Miranda does a great job throughout this show, particularly in the second act which deals heavily with the pressures of Hamilton’s government role, disloyalty and grief. His visible distress, shown so close, is captivating. It’s easy to imagine the same emotion can be seen even in the back seats of the upper circle.
However, it is not just his performance that should be applauded. Daveed Diggs, as Marquis de Lafayette, raps at speed with a French accent through Guns and Ships. He then, for the second act, plays Thomas Jefferson, a complete switch in style to a more bluesy sound playing comedically off of Okieriete Onaodowan’s James Maddison.
Christopher Jackson as George Washington is a powerhouse. Performing History Has Its Eyes on You and One Last Time with the softness you'd expect of a late 90s R&B singer but also the power of a preacher respectively.
King George III played by Jonathon Groff is equally menacing and hilarious, helping to balance the tone. He usually appears to offset some major life change for our protagonists. You’ll Be Back comes just after Hamilton makes his group of friends and starts a revolution, What Comes Next follows their victory in Yorktown and I Know Him punctuates Washington stepping down from office. It splits the musical into its three time periods over two acts while poking fun at the British (of-course).
With this, you may have realised that none of the female roles have been highlighted. Well, that would be because, discounting the ensemble dancers who are all fantastic in their own right, there are just three principle females playing four roles: Angelica (Renée Elise Goldsberry), Eliza (Phillipa Soo), and Peggy Schuyler and Maria Reynolds (Jasmine Cephas Jones). Of the 46 songs, approximately 16 feature sung roles by these actors.

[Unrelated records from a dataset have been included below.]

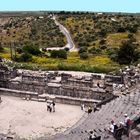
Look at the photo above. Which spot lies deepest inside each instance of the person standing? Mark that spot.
(82, 106)
(53, 106)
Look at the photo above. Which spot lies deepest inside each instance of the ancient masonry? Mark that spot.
(64, 87)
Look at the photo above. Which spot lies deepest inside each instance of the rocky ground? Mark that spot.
(30, 119)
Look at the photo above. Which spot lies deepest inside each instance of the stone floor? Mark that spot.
(30, 119)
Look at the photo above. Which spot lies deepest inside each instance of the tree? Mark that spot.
(127, 53)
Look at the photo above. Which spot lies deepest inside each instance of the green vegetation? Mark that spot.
(40, 30)
(105, 42)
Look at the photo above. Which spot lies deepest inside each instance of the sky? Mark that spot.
(129, 6)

While Hamilton made great strides to cast its leads as black actors, it misses the mark in giving women a voice. Jasmine Cephas Jones’ character Peggy sings five solo lines, three of which are her own name. Her act two-character Maria Reynolds sings approximately 26. There is one other mentioned woman in the musical, Theodosia, a woman married to a British officer in Georgia, conducting an affair with Hamilton’s rival Aaron Burr, played by Leslie Odom Jr.
Despite this, all three principle female actors perform with power and emotion throughout. Particular emphasis should be given to Phillipa Soo who captures the audience whenever she is on stage, from bright-eyed in Helpless to grieving and sombre with Who Lives, Who Dies, Who Tells Your Story which closes the show.

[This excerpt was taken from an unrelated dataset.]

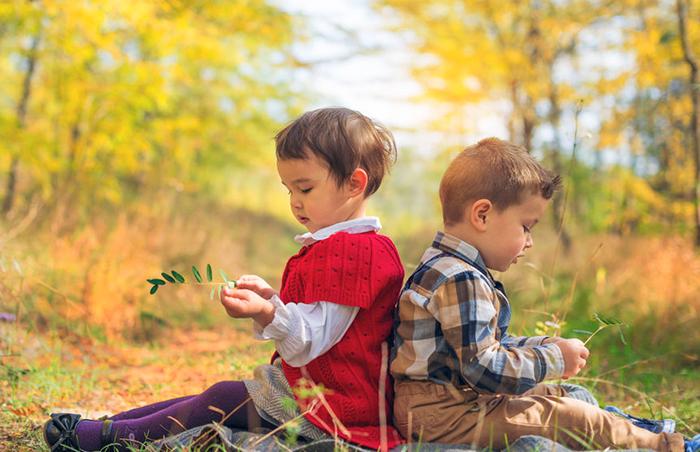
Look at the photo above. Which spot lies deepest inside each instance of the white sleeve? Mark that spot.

Being able to watch in the comfort of your own home gives you a number of benefits compared to a trip to the theatre. The stage recording puts you right up close to the actors with the best possible angle of every scene rather than being caught with either someone tall sat in front of you or a simple safety railing. The vocals are as close to that of the original cast recording as it will ever be again.
You also have the added benefit of being able to cry in the relative privacy of your own home, for £5.99 a month.

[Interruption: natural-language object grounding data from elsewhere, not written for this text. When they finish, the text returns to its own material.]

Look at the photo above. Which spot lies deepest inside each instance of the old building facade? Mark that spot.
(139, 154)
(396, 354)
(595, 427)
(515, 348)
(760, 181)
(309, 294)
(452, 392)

Overwhelmingly, this musical film is just what is needed right now. It has lines throughout that have been seen in the Black Lives Matter protests and features a predominantly black cast that is there as a reminder that not enough mainstream shows display diversity like Hamilton.
The show acts as a reminder that due to Covid19 our theatres, cinemas, and other art forms will be struggling. Filmed theatre has helped to keep us going through quarantine, the least we can do, when it is safe to do so, is head back to the venues and support our arts and entertainment creators.